U.S. military officials in Baghdad had no comment for the second day in a row, an unusual position for a command that typically releases information on combat operations within 24 hours.
The raid occurred at dawn Friday in the town of Janaja, near al-Maliki's birthplace in the southern, mostly Shiite Muslim province of Karbala.
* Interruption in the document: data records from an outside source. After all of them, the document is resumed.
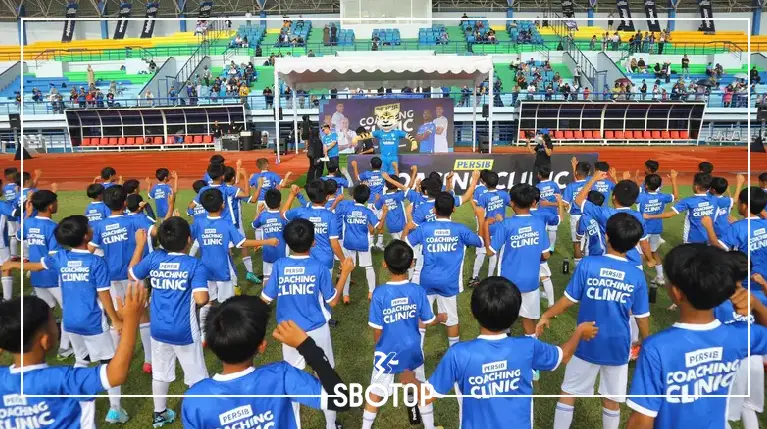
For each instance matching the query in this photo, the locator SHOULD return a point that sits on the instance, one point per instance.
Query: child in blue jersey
(682, 369)
(53, 408)
(179, 283)
(443, 243)
(301, 287)
(238, 331)
(572, 189)
(215, 235)
(521, 244)
(608, 290)
(652, 202)
(397, 309)
(359, 223)
(167, 185)
(326, 228)
(271, 224)
(698, 206)
(496, 364)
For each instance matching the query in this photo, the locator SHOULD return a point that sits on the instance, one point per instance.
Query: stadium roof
(374, 71)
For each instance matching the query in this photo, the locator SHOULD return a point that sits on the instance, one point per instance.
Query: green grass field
(353, 340)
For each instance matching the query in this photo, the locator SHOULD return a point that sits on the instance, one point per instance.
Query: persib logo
(473, 164)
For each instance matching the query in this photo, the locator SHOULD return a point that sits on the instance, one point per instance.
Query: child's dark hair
(623, 232)
(173, 234)
(161, 174)
(398, 257)
(299, 235)
(37, 316)
(72, 230)
(495, 303)
(212, 200)
(652, 182)
(43, 199)
(707, 275)
(237, 328)
(273, 198)
(94, 190)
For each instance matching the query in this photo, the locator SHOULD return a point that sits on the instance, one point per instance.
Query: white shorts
(655, 241)
(753, 399)
(531, 305)
(98, 347)
(574, 227)
(321, 337)
(447, 305)
(189, 356)
(581, 375)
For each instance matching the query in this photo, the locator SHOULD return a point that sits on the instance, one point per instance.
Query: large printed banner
(428, 120)
(511, 169)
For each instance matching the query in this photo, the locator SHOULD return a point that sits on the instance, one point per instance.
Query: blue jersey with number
(395, 309)
(495, 365)
(609, 289)
(684, 366)
(279, 381)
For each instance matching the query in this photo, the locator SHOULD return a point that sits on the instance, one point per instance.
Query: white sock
(330, 419)
(479, 260)
(427, 416)
(160, 392)
(610, 418)
(453, 341)
(548, 289)
(563, 416)
(7, 287)
(114, 397)
(248, 262)
(146, 341)
(491, 265)
(367, 419)
(370, 274)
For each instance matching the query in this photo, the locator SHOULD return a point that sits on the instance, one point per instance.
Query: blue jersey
(685, 365)
(96, 211)
(271, 181)
(374, 180)
(160, 193)
(603, 213)
(697, 207)
(471, 365)
(388, 142)
(653, 203)
(174, 278)
(444, 246)
(327, 140)
(426, 145)
(589, 228)
(519, 242)
(38, 233)
(609, 288)
(215, 236)
(68, 412)
(356, 218)
(395, 309)
(116, 236)
(395, 214)
(272, 224)
(571, 192)
(325, 229)
(301, 285)
(278, 380)
(82, 275)
(723, 207)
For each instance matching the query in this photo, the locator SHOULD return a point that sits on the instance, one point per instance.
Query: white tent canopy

Ali Abdulhussein Razak al-Maliki, who was killed in the raid, was related to the prime minister and had close ties to his personal security detail, authorities in Karbala said.
The incident puts an added strain on U.S.-Iraqi negotiations to draft a Status of Forces Agreement, a long-term security pact that will govern the conduct of U.S. forces in Iraq.
Members of the Iraqi government and security forces said the raid only deepened their reluctance to sign any agreement that did not leave Iraqis with the biggest say on when and how combat operations are conducted.
Outrage over the mysterious operation has spread to the highest levels of the Iraqi government, which is demanding an explanation for how such a raid occurred in a province ostensibly under full Iraqi command.